Cobwebb Design.pdf Cobwebb Design.pdf
Size : 1671.1 Kb
Type : pdf

A few years back I acquired a homebrew Cobwebb antenna, which I used mainly for portable use with 40ft Trailer mast. Being very pleased with the performance of the antenna and its convenience of use, the one downside for me, was the difficulty in transporting it, being approx 8.5 feet square in size. So the idea was born, to design and build a foldable Cobwebb antenna, which would fit in the back of the car to ease of transportation.

The first step was to build a suitable hub. From discussions with various people, I arrived at a stainless steel designed hub. A friend with excellent welding skills duly made the hub for me. I was worried about how this mass of stainless steel would play with the performance and tuning of the Cobwebb, but "nothing ventured, nothing gained", so I went about experimenting anyhow.

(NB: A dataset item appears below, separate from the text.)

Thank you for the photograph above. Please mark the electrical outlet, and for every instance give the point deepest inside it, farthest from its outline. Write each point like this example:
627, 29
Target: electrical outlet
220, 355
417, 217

The Stainless Steel Hub is shown below, and consisted of hub (35mm inside diameter) for mounting on a mast, with 5 hinged stainless steel tubes for mounting the fiberglass rods. The tubes can be locked in the spread position from underneath, by threading a bolt through the plate steel and into th e steel tube.

Stainless Steel Hub
Cobwebb Dimensions.xlsx Cobwebb Dimensions.xlsx
Size : 12.027 Kb
Type : xlsx

Researching the original G3TPW CobWebb Antenna for the 14, 18, 21, 24 and 28 MHz Band (file shown attached above), and variations of it, I settled on generally following the design shown below in the sketch. This design used twin speaker wire as the elements. The speaker wire should ideally be 42 strand, available from any electrical wholesalers.

The dimensions I used are shown in the attached Excel sheet. Note these dimensions are approximate and don't need to be too exact.

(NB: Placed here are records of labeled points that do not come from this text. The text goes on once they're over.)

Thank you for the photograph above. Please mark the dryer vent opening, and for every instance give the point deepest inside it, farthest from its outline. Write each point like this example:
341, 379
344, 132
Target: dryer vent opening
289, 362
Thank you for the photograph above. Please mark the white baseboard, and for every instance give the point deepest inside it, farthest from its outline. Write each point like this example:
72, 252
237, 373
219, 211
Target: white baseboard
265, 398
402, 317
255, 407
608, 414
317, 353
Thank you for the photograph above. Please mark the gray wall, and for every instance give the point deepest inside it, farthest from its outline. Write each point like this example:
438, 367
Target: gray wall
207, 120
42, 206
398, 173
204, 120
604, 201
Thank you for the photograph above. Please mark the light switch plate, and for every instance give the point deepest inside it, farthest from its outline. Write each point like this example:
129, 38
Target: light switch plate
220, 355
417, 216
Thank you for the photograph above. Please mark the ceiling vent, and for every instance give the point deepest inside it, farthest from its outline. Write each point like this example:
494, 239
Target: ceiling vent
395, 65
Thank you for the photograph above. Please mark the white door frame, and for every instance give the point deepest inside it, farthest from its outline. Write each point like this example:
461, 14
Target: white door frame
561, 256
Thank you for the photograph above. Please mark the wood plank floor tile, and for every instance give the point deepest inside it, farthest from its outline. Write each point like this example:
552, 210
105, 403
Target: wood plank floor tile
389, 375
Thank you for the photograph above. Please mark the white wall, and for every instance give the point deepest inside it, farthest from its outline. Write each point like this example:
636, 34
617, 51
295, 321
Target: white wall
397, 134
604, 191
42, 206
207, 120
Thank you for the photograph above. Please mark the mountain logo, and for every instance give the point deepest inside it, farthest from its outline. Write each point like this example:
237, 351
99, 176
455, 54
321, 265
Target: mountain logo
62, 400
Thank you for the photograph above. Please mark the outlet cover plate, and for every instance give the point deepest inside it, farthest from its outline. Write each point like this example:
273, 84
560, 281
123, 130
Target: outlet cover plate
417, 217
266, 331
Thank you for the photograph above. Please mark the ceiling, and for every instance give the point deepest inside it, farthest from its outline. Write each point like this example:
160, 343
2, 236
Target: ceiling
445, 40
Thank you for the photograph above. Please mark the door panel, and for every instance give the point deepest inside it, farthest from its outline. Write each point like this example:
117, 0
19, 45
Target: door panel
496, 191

The fiberglass rods were sourced locally, and come in 8ft lengths. As the rod profile is tapered, I trimmed the length on the larger diameter side of the rods, so that they sleeve snugly into the stainless steel tubes. The rods ended up approx 7ft long after this trimming, which is more than enough. You will notice that four fiberglass rods are green in colour, and one is white in colour. The white rod has a thicker wall thickness, which provided more strength for mounting the junction box. It also provided a "design feature" hi hi.

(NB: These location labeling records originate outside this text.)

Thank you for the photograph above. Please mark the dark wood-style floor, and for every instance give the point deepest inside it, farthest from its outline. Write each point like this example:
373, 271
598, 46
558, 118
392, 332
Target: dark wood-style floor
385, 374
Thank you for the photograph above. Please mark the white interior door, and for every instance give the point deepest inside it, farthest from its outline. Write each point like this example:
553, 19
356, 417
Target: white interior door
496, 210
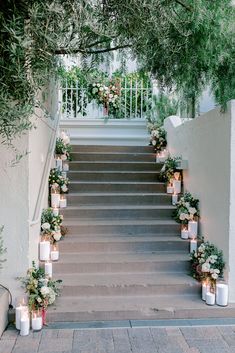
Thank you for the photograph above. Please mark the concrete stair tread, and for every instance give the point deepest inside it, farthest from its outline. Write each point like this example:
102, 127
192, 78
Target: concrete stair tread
118, 207
113, 239
142, 279
122, 257
70, 222
115, 303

Next step was to make the junction box. I sourced the junction box sized 4.5" x 6" x 3" high, and fitted the two x 10 way terminal strips and choke balun and mounted the box on the white fiberglass rod, using two stainless screws drilled through box and rod. (Note: the open side of box faces down to prevent any entry of water/rain). Nuts were mounted on the upper/rod side and cut flush with a junior hacksaw. Speaker wire lengths were cut (allowing 10-15 cms extra length for tuning later), and shorted in appropriate positions (see attached excel sheet with dimensions). Holes were drilled neatly through the sides of the junction box, to allow entry of the speaker wire. Each element speaker wires were connected to the terminal strips, ensuring good solid connections.

The choke balun was made by winding 6 turns of RG58, on 3 inch diameter. I used a 3 inch diameter paint can. I then slipped cable ties under the windings to hold them temporarily. Then I used hot melt glue to hold the form of the winding. Then slip the coil off the paint can. Connect coax to terminal strips. Ensure to put cable tie on coax inside the box, to act as a strain relief on the coax.

Once the junction box is completed, then next step is fitting the speaker wires to the fiber glass rods, securing them with cable ties. I also wrapped electrical insulation tape to ensure the cable ties don't slip on the fiber glass rods later. The position of the wires along the rods are shown on the attached excel spreadsheet, as measured from Cobwebb centre.

From centre of Cobwebb, the wire positions on each of the four support rods are as follows,

35" (10M), 41" (12M), 48" (15M), 56" (17M) and 70" (20M)

I also put electrical insulation tape to secure the fiber glass rods to the stainless steel tubing. This would allow easy replacement of the fiber glass rods, if required, at a later date.

Fully assembled foldable cobwebb shown below in the spread position

Shown below in the folded position. Total length is 6.5 feet. This fits nicely in a ski bag or fishing rod bag for transportation.

Cobwebb up in the air. Checking with antenna analyzer reveals resonance on 10-20M bands, as well as 6M, 4M, 2M and 70 cms bands, as well as other non-amateur bands. So nine useful amateur bands on one antenna is not too bad !!

Note the Cobwebb is omni-directional, so no rotator required, and no tuner required on all bands.